On Saturday mornings, I usually try to wake up and participate in several Twitter chats. One of the chats that I most enjoy is #leadupchat, which starts at 9:30am EST. Participants refer to the community engaged during the chat as a tribe. The #leadupchat tribe is a community that shares and inspires each other, and I’m proud to be a part of it. We are proud this week to feature Jeff Veal, one of the leaders of the #leadupchat tribe, in our latest 5 questions feature.

5 Questions with… Jeff Veal

1. What do you most want your students to take with them from your classroom, school or district?

First I want students to know they belong, they are genuinely loved and cared for when they walk out our doors. Secondly, I want students to leave with a sense of wonder about the world and to think at a metacognitive level about deep questions requiring big answers to solve. Additionally, my hope is that we are instilling a process of thinking in students that is growth centered and solution focused. Schools must be aware that learning isn’t mechanical but mosaic, the world we live in requires a diversity of thought and each day increasingly non-linear. I want students to leave my school with life and academic skills that they feel are transferable. 

2. What are the most rewarding and/or the most frustrating aspects of education?

There is something rewarding about knowing you are investing in something that will one day pay off, it can be frustrating to some to not see daily returns. The best reward is seeing what students and our teachers become not just today, but in 5 or 10 years. Education is uniquely positioned to leave an imprint on someone’s life unlike anything else. When you ask students who are your greatest influences, it most often includes at least one teacher – be that difference maker. 

3. What advice would you give to young teachers?

Be pliable, allow yourself to be stretched and to experience both success and failure. Sometimes young teachers will feel the pressure to perform at level that isn’t healthy or sustainable. Be willing to forgive yourself, because you will make a mistake, and fail forward. Young teachers have so much enthusiasm and energy, what a great opportunity to experiment and truly take chances, remain open to possibilities. 

4. What has influenced your career the most?

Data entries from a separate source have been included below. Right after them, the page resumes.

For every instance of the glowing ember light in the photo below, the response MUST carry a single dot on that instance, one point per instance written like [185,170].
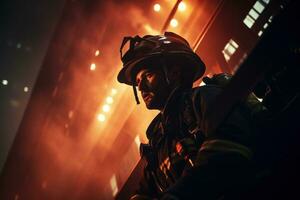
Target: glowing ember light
[181,6]
[113,91]
[4,82]
[174,23]
[109,100]
[101,117]
[106,108]
[26,89]
[137,141]
[156,7]
[93,67]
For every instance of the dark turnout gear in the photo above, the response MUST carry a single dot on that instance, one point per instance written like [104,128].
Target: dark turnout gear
[184,162]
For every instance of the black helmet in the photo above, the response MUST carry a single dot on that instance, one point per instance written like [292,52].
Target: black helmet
[152,47]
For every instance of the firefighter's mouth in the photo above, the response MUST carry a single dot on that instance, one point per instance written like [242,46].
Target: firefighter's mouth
[146,96]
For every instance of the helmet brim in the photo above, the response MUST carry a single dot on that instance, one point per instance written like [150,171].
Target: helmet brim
[192,61]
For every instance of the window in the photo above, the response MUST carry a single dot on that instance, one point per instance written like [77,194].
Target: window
[254,12]
[258,6]
[248,21]
[229,49]
[113,185]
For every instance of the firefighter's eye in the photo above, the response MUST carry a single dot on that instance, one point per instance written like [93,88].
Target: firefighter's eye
[148,75]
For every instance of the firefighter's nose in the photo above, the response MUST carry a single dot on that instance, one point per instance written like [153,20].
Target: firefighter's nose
[142,86]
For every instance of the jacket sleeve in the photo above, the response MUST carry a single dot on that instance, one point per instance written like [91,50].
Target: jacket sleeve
[223,162]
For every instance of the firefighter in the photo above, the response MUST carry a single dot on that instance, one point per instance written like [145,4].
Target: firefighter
[183,161]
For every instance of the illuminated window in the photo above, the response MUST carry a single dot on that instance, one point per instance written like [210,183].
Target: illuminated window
[258,6]
[248,21]
[4,82]
[106,108]
[229,49]
[93,67]
[156,7]
[113,91]
[174,23]
[253,14]
[113,185]
[101,117]
[181,6]
[109,100]
[26,89]
[137,141]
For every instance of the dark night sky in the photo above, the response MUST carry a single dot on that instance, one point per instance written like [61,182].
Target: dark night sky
[25,31]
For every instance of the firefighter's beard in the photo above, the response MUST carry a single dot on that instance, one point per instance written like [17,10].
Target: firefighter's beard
[155,98]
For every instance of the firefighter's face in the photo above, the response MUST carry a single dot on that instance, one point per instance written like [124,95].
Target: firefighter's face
[153,87]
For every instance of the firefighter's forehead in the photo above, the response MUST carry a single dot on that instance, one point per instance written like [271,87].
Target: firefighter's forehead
[141,72]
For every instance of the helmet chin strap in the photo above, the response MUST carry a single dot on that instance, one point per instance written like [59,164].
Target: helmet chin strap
[135,92]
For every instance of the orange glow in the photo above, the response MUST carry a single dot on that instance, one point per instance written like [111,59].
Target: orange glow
[113,91]
[101,117]
[106,108]
[182,6]
[156,7]
[174,23]
[26,89]
[109,100]
[93,67]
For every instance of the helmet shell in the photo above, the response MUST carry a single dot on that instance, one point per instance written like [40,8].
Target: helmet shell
[169,46]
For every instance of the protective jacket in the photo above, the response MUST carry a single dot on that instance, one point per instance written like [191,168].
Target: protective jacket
[182,161]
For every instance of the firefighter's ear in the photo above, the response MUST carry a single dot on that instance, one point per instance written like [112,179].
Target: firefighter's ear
[174,73]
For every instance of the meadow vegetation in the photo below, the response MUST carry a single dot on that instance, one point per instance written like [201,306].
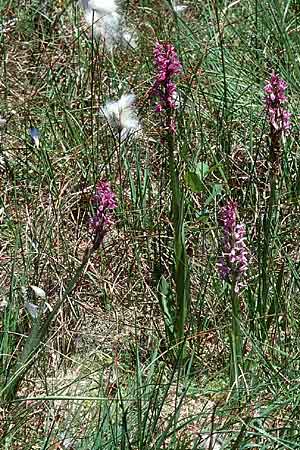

The people who have impacted me deeply has influenced my career the most. I stand on the shoulders of giants who have modeled for me the power of relationships. You have to win a heart before you win a mind. Authentic and impactful relationships are sustained through the power of individual influence. Seeing others take risks, question, chances, and then in turn invest in me has influenced me profoundly. 

5. As an educator, what are you currently focused on?

I am currently focused on cultivating culture and building capacity in other leaders. A personal passion is to see leaders take their “next step,” finding opportunities to lead/serve regardless of position. Today’s leadership landscape isn’t bound by position but possibilities to leverage influence effectively. As an administrator and educator at large it is helping other educators to connect with their passion and purposes. Students will benefit when their teachers and ed leaders are operating from a place of optimal opportunity. 

Jeff is a MS Assistant Principal in North Texas (Frisco ISD), speaker, presenter, co-founder of an edmovement #Leadupchat and leadupnow.com, husband, and proud father of 2 young boys. Jeff has a passion for empowering leaders and creating school cultures that connect.